Também na Rocinha foram instalados postos de controle e houve trocas de tiros com os traficantes. "Mas nada mudou", afirma Martins. "É um show para a classe média do Brasil, sem respeito por nós, moradores." Ele conta que as operações transcorreram sem qualquer aviso; de madrugada se acorda com barulho de helicópteros, explosões e tiros; não se consegue chegar ao trabalho ou à escola.

"E no fim, as forças de segurança apresentam meia dúzia de caixotes com uns fogos de artifício." Uma prima dele, de 15 anos, desenvolveu crise do pânico. "A gente é vítima de uma política fracassada, que há 30 anos não tem nenhuma outra ideia a não ser reagir com violência a problemas complexos."

As estatísticas endossam Martins. Meio ano após o início da operação, o Observatório da Intervenção acaba de apresentar um primeiro balanço. Criado para monitorar o impacto da operação, ele compila seus dados das mais diversas fontes, sob a coordenação do Centro de Estudos de Segurança e Cidadania (CESeC) da Universidade Cândido Mendes.

Esse primeiro relatório é devastador. "Os indicadores mais relevantes para a segurança pública continuam inaceitáveis", escrevem os autores. "Homicídios e chacinas se mantêm muito altos; mortes decorrentes de intervenção policial e tiroteios aumentaram. As disputas entre quadrilhas, incluindo milicianos, fugiram ao controle."

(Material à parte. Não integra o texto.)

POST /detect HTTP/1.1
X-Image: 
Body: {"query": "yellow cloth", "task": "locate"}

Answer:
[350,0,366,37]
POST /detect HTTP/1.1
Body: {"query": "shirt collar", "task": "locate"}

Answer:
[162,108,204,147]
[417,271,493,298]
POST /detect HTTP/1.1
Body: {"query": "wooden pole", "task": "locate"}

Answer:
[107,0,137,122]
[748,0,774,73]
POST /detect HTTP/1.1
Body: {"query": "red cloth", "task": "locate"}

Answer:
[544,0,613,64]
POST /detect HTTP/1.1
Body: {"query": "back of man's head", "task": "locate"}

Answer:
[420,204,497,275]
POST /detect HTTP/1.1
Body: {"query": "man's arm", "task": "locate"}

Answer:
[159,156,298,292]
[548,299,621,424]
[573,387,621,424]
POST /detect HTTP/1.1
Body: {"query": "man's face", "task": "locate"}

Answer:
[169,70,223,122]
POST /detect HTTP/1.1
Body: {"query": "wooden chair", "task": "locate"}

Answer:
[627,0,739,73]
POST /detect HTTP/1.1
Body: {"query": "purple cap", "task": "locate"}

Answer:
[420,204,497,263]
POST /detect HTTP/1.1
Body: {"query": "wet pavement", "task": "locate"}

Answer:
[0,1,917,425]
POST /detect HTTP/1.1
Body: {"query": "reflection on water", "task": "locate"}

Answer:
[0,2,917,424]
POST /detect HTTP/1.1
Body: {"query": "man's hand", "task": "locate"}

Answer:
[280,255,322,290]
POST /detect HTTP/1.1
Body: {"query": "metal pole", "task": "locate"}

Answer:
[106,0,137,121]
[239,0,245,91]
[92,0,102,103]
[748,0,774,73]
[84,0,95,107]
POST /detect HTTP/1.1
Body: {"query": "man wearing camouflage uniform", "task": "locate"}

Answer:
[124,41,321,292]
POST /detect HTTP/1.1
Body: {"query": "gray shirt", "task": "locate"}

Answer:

Um exemplo: o número de tiroteios no Rio cresceu 40% desde o começo da intervenção. O Observatório conclui: "Os resultados mostram que o modelo de segurança dependente de munições, tropas e equipamentos de combate não é capaz de produzir as mudanças de que o Rio necessita."

Essa incapacidade era patente desde o início. Em fevereiro de 2018, o general Walter Braga Netto declarou que a comunidade de Vila Kennedy era o "laboratório da intervenção", e 3.200 soldados ocuparam a região. Algumas semanas mais tarde, porém, eles se retiraram e os traficantes retomaram o controle. O absurdo de uma política de segurança sem continuidade nem planejamento ficou óbvio.

Falta igualmente transparência, prossegue o relatório: "Depois de seis meses, também é difícil entender os caminhos dos recursos. As dezenas de operações militares, que chegam a mobilizar 5 mil agentes, ao custo de mais de 1 milhão de reais cada, arrecadaram poucas armas e tiveram efeito reduzido na desarticulação de quadrilhas."

Até o trabalho policial em si é marcado pela ausência de transparência: "A verdade é que o Gabinete da Intervenção não deu respostas sobre as mais de 600 mortes decorrentes de ação policial ocorridas sob sua gestão. E qual é a taxa de elucidação dos mais de 2 mil homicídios ocorridos no estado durante o mesmo período? Ninguém sabe."

As forças de segurança agem muitas vezes sem planejamento e, não raro, de forma brutal, como mostram alguns episódios traumáticos: os tiros disparados de helicópteros da polícia sobre favelas; a morte de um estudante abatido por disparos originados de um blindado no Complexo da Maré; e a chacina da Rocinha, em que oito pessoas foram executadas durante uma operação do Batalhão de Choque.

Mas, apesar das críticas e do mau planejamento, o ministro Extraordinário da Segurança Pública, Raul Jungmann, defende a operação: "É claro que o Rio poderia estar melhor. Mas as pessoas não têm noção de quão fundo penetrou o crime organizado, da deterioração das forças policiais do Rio."

Jungmann pede paciência: seis meses não bastariam para se apresentarem resultados positivos. De fato, ele tem um sucesso a apresentar: o Rio teve uma queda no número de roubos de carga. Em julho, foram registrados 729 casos, uma redução de quase 20% em comparação com o mesmo período de 2017.

Seja como for, até o momento domina a impressão de que a intervenção não passa de uma gota d'água no deserto. Surpreendentemente, essa visão é compartilhada por soldados e policiais, como mostram depoimentos que o Observatório recolheu para seu relatório.

Um funcionário da polícia diz: "A chamada intervenção não provocou mudanças significativas para a PMRJ. A verba, que sanaria alguns gargalos, até o momento não foi liberada. Percebo uma deficiência na área de inteligência. Vejo a intervenção como uma manobra politica."

E um praça das Forças Armadas observa: "A intervenção é ineficaz e mentirosa. Não se veem grandes apreensões, nada. Tudo não passa de uma grande perda de tempo, algo para inglês ver."

Isso que os agentes expressam, lembra a crítica de Eric Martins, o morador da Rocinha. Ao se despedir, ele comentou: "Ninguém é bobo para fingir que isso é a forma certa para resolver o problema. A intervenção é pura politicagem. Eles mandam o soldado que é pobre e vem da periferia contra o trabalhador que é pobre e mora na favela."